Closures, Methods & Reference Cycles

abeldemoz · August 22, 2022, 9:20pm

I have a few questions about methods and closures in their relation to each other and memory leaks as I'm not sure why closures lead to memory leaks when methods don't. My assumption was that if a method doesn't create a reference cycle, then assigning that method to an instance property wouldn't lead to a reference cycle. Similarly, I assumed that any method would create a reference cycle if it accesses and returns a closure that creates a reference cycle. It turns out that neither of these are the case, as is demonstrated in the code I wrote, but I'm not sure why.

I’ve written three separate do blocks to create three different scopes.

In the first do block, I’ve created an instance of Car and accessed its someClosure property. The print statement in the init method gets executed but the print statement in the deinit method doesn’t, hence a memory leak occurs.

In the second do block, I’ve created an instance of Car and accessed its otherMethod method. Both of the print statements in the init and deinit methods get executed, thus indicating no memory leaks.

The final do block more or less exhibits the same thing as the first do block.

I have three questions:

If someMethod accesses someConstant via self, why doesn’t it cause a memory leak?
if someMethod doesn’t cause a memory leak, why does someClosure create a memory leak when it’s equal to someMethod?
if someClosure creates a memory leak and otherMethod accesses and returns someClosure, why doesn’t otherMethod create a memory leak?

class Car {
    init() { print("Car is being initialised") }
    
    let someConstant = 1
    
    func someMethod() -> Int {
        someConstant
    }

    lazy var someClosure = someMethod

    func otherMethod() -> () -> Int {
        someClosure
    }

    lazy var otherClosure = otherMethod
    
    deinit { print("Car is being deinitialised") }
}

print("---------- block 1 ----------")

do {
    let car = Car()
    print(type(of: car.someClosure))
}

print("---------- block 2 ----------")

do {
    let car = Car()
    print(type(of: car.otherMethod))
}

print("---------- block 3 ----------")

do {
    let car = Car()
    print(type(of: car.otherClosure))
}

// The following gets printed:

// ---------- block 1 ----------
// Car is being initialised
// () -> Int
// ---------- block 2 ----------
// Car is being initialised
// () -> () -> Int
// Car is being deinitialised
// ---------- block 3 ----------
// Car is being initialised
// () -> () -> Int

AlexanderM · August 22, 2022, 9:33pm

Please post your code as ... code. This lets interested parties run your code and play around with it, without you needing to ask them to waste their time transcribing it by hand.
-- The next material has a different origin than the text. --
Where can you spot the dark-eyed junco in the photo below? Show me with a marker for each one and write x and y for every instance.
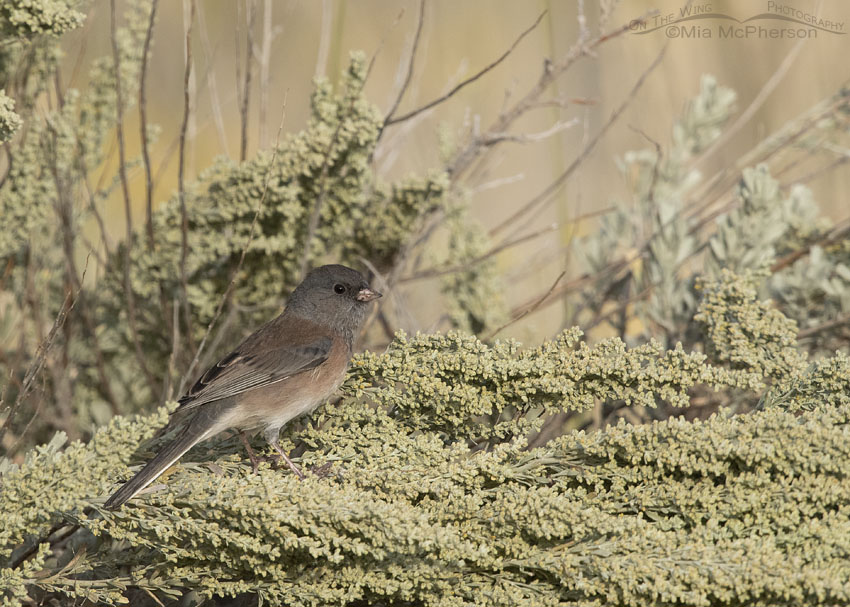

abeldemoz · August 22, 2022, 9:35pm

Noted. My apologies, this is my first post, so I'm still learning the ropes.

AlexanderM · August 22, 2022, 9:36pm

No worries, you can just edit it right in. You can remove the image entirely. Just post a second code block with the print output.

I'd also suggest you remove the English explanation of every intricacy of your code. Your code is right in front of us, you don't need to repeat yourself in Psuedo-Swift English :) Focus readers' attention on your question, your assumptions for how/why it should work, and how the real behaviour differs from that.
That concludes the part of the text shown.